Car Seat Basics Part Three: Beyond the Booster

Posted on 24. Jul, 2012 by in Auto News

So your "baby" is copping a big-kid attitude and wants his childish booster goodbye. Not so fast, parents. A booster is just as important to keep your child safe in the car like a child seat or convertible. But only you can decide when it's time to skip the booster and go right to the seat, not little Johnnie or Janie.

It is time for the convertible seat in the trade for a booster when your child outgrows the height and weight limit of their forward-facing seat for most children, this happens around the age of 4, and if the child pounds about 40. The National Highway Traffic Safety Administration recommends that children remain in a booster until they are at least 8 years old or 4 feet 9 inches tall are. This is the longest recommended time in any type of car seat.

Why it is needed:
The goal is a booster for children that protect too large for a child seat, but too small for a seat belt. After the Children's Hospital of Philadelphia, Children's seats are more than twice as effective in reducing the risk of injury when compared with seat belts alone. Booster seats make sure that the lap belt is snug on a child's thighs and the shoulder belt sits on the child's shoulder and chest.

Different ways: High-back booster look like they sound. You're a booster base with a high and to use back if your car has a low seat back or the seat is not a headrest. The high back seat that supports and protects the child's head and neck. A backless booster is only the basis that the child is sitting on, or increase it so the seat belt fits them properly.

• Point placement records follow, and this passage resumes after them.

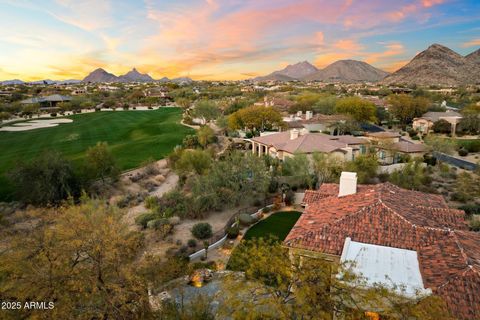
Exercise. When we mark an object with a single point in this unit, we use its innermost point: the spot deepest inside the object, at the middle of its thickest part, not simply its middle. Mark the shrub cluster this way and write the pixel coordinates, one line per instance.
(202, 230)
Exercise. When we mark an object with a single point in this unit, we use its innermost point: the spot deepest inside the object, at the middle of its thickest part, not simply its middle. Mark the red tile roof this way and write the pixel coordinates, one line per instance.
(383, 214)
(309, 142)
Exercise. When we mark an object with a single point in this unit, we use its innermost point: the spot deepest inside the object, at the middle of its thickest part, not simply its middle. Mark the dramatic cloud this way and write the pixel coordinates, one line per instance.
(471, 43)
(209, 39)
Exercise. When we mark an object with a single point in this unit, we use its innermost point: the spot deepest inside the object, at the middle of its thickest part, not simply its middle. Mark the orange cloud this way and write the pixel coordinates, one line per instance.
(347, 44)
(430, 3)
(471, 43)
(393, 49)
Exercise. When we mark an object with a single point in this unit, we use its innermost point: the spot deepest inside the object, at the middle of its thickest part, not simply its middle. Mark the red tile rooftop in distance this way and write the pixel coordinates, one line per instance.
(384, 214)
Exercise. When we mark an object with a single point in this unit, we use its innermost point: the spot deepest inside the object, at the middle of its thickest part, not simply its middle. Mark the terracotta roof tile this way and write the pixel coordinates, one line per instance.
(384, 214)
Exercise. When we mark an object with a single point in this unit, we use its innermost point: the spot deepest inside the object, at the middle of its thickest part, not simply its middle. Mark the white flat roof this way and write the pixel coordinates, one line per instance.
(385, 265)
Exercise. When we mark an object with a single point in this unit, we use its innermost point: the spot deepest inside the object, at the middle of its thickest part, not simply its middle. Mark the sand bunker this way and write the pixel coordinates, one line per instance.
(35, 124)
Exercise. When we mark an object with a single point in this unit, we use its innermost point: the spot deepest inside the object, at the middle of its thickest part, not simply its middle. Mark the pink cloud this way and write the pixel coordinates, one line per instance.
(431, 3)
(471, 43)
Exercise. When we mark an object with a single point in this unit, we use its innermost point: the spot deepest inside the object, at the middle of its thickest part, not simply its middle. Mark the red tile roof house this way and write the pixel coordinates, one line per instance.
(285, 144)
(384, 215)
(390, 147)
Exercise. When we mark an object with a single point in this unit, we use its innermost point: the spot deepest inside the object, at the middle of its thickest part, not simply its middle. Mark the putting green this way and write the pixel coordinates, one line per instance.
(133, 136)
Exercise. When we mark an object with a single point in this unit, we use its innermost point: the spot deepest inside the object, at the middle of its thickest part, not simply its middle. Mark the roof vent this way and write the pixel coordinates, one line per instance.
(294, 134)
(348, 184)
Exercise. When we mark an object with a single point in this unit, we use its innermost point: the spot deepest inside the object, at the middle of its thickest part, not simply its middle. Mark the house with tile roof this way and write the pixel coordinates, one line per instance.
(424, 123)
(391, 147)
(285, 144)
(388, 217)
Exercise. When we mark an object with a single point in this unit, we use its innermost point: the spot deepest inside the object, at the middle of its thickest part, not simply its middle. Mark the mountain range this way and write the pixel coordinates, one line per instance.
(339, 71)
(100, 75)
(438, 65)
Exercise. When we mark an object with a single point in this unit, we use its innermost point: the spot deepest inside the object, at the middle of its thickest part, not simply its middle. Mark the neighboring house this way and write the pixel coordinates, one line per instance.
(315, 122)
(424, 123)
(391, 148)
(47, 102)
(398, 237)
(278, 103)
(285, 144)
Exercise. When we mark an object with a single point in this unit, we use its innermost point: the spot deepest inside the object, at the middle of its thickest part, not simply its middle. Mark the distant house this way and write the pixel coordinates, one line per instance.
(47, 102)
(391, 148)
(424, 123)
(315, 122)
(285, 144)
(278, 103)
(401, 238)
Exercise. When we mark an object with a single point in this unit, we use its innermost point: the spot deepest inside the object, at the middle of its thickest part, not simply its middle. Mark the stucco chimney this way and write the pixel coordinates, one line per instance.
(348, 184)
(293, 134)
(308, 115)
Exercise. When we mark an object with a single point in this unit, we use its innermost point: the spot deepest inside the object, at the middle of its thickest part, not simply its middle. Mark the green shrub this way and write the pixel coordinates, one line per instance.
(463, 152)
(469, 145)
(202, 230)
(151, 202)
(233, 232)
(245, 219)
(174, 220)
(192, 243)
(157, 223)
(475, 224)
(144, 218)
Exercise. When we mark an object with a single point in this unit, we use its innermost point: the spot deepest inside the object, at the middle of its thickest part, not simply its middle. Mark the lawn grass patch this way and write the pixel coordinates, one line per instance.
(133, 137)
(277, 225)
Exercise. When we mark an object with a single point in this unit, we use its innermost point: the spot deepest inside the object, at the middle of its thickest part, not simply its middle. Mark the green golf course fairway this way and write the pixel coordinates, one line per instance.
(133, 137)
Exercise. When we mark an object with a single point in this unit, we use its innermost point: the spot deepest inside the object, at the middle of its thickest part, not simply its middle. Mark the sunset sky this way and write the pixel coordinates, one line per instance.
(223, 39)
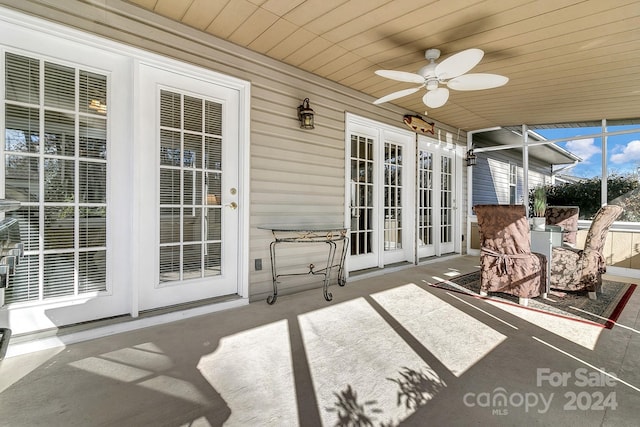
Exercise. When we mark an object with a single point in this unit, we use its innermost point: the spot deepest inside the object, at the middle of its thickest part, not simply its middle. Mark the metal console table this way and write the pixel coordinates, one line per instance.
(330, 234)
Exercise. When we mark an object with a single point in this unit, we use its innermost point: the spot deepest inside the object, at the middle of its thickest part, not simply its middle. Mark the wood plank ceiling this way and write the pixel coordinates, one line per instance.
(568, 61)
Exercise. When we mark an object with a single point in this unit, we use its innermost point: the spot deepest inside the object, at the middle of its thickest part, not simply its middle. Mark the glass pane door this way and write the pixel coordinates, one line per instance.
(393, 203)
(362, 223)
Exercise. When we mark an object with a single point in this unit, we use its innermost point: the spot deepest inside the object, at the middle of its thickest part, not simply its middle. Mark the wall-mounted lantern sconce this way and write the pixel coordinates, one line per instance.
(305, 115)
(471, 158)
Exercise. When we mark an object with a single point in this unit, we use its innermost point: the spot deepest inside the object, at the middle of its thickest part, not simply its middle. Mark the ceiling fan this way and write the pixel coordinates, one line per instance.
(451, 72)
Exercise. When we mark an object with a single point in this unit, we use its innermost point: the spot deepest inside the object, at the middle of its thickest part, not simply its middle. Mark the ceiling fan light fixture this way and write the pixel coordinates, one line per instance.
(432, 84)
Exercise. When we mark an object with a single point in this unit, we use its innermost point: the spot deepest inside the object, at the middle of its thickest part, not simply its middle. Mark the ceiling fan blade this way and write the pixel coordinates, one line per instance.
(458, 64)
(396, 95)
(436, 98)
(477, 81)
(401, 76)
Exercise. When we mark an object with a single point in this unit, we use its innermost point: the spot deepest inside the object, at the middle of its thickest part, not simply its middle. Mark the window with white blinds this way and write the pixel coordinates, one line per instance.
(190, 187)
(55, 158)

Finally, a combination is a booster, the first uses a harness in place of the seat belt to secure the child. It can anchor using the latch until the seat reaches the anchorage of the weight limits – check your manual. When your child outgrows the weight limits of the harness, it is removed and the seat belt is used – just like a booster high-back.

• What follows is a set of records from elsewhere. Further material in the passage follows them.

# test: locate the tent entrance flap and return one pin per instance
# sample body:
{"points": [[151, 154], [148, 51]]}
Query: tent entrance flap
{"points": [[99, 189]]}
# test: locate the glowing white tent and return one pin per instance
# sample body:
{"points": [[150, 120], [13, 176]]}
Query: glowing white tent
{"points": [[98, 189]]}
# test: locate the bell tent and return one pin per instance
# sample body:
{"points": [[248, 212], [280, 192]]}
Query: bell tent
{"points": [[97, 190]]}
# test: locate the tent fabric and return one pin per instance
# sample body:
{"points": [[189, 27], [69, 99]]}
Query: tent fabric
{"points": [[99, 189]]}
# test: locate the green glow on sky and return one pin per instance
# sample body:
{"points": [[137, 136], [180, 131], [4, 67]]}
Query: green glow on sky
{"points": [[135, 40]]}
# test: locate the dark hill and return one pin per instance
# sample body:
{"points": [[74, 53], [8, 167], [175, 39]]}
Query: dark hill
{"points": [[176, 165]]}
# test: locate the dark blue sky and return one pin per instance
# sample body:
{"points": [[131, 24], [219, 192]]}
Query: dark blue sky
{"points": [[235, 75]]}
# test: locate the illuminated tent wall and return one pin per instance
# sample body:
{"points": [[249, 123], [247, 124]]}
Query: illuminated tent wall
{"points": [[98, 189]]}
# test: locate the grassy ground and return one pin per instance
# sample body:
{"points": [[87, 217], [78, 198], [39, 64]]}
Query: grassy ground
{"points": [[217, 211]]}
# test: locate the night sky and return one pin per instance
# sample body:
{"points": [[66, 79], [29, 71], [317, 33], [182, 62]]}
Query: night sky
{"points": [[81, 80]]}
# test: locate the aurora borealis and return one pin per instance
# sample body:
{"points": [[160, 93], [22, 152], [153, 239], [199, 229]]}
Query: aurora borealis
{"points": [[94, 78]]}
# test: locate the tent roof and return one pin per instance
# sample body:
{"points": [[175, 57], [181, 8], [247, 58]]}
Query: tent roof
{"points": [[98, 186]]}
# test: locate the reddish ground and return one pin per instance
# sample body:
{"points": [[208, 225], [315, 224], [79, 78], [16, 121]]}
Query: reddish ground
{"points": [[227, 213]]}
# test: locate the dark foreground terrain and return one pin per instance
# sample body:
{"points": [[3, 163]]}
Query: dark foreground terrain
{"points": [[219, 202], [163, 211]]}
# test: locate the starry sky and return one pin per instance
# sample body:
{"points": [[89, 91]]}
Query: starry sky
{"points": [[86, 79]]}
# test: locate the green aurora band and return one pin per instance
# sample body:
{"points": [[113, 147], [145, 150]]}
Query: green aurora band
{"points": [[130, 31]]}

Installation: As discussed above, combination use latch seats installed. After the weight has been attained, a seat belt can be used. For both regular and high-back booster boosters a lap and shoulder belt is required. If the booster is installed with a lap belt, is the upper part of the body are not secured and protected the child during a crash. If you are using a backless booster, the child should not have ears on the vehicle seat back or headrest. The back seat is the safest place for children, but if a child booster sitting sitting in the passenger seat, make sure that the backrest set as far as it go. Finally booster should still buckled in place, even if it is not used, which prevents them always. A projectile in a crash

Bye-Bye Booster:
Make sure your child meets the following requirements before buckling without boosters. The child must be large enough to sit without slouching, be able to hold them back against the vehicle seat back and be able to knees bent naturally over the edge of the seat. Equally important, the seat belt must sit in the correct position: flat over the thighs and snug over the shoulder. It should not rest on the stomach or on the neck. Kids can try waving the shoulder belt under the arm or behind their back, but that could seriously injure a child in a crash.

Child Restraint Laws: All states have laws mandating car seat use, but they vary. The Insurance Institute of Highway Safety lists the laws of the state here, or go to the map above.